After nearly 20 years of operations in Iraq and Afghanistan, the Marine Corps is on a mission to remind Americans that leathernecks do a whole lot more than fight lengthy ground battles.
A new four-minute video released Wednesday shows Marines leaving ships in MV-22B Ospreys, F-35B Joint Strike Fighters and amphibious vehicles in a push to show the public the Corps is an amphibious force. Marines in the video are seen operating at sea, in the jungle and in snow.
For too long, Marine Commandant Gen. David Berger told reporters in a roundtable at the Pentagon, the Corps has been seen as a land force that could get onto a ship.
"We need to turn that upside down," said Berger, whose planning guidance to the force is heavily focused on naval missions.
Critics have in recent years challenged Marine leaders to better clarify its future role in the joint force.
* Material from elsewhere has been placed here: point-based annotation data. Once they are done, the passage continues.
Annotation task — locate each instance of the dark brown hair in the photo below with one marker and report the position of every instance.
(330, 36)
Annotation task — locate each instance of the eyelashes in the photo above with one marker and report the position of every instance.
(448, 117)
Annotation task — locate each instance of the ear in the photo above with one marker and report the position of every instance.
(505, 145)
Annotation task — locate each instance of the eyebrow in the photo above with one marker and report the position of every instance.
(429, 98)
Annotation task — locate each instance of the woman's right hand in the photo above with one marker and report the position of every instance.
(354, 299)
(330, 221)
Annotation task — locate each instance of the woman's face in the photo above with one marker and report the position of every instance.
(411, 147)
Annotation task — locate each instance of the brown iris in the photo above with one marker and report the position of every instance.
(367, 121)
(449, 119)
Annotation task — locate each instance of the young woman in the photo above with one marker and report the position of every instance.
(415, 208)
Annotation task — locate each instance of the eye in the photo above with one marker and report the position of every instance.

As big waves of combat troops began leaving Iraq and Afghanistan and the service stood up several land-based crisis response units, some have wondered when the Marine Corps would again focus on its naval roots.
The new video is not a recruiting advertisement, the commandant said. Instead, it's designed to clear up misconceptions people might have about the service.
"Many people think of the Marine Corps as a desert force," Berger said. The service is often viewed as a second land Army that's still operating in Iraq and Afghanistan, he added.
Marine leaders will show the new video before public speaking engagements, where they'll highlight how the force can dominate in a maritime fight.
"That's our sweet spot, our operating environment," Berger said.
That's a reminder Marines might need to hear, too, said Dakota Wood, a retired Marine officer and senior research fellow for defense programs at the Heritage Foundation, a conservative Washington think tank.
"For the vast majority of the Marine Corps ... all they know is Iraq, Afghanistan, that environment," Wood said. "With fewer [amphibious ships] available, there have been fewer opportunities to deploy with a Marine expeditionary unit."
Now, Berger is pushing for a big return to naval integration as the U.S. faces threats from China, which he calls "the long-term existential threat to the U.S."
Wood said Marines must think about how they can keep the enemy from dominating the seas. That's going to require new concepts at sea and ashore, he said.
"That's a different way of thinking than doing small-unit patrols in some valley in Afghanistan," he said. "It's a different mentality and understanding that is really where [Berger's] focus is at."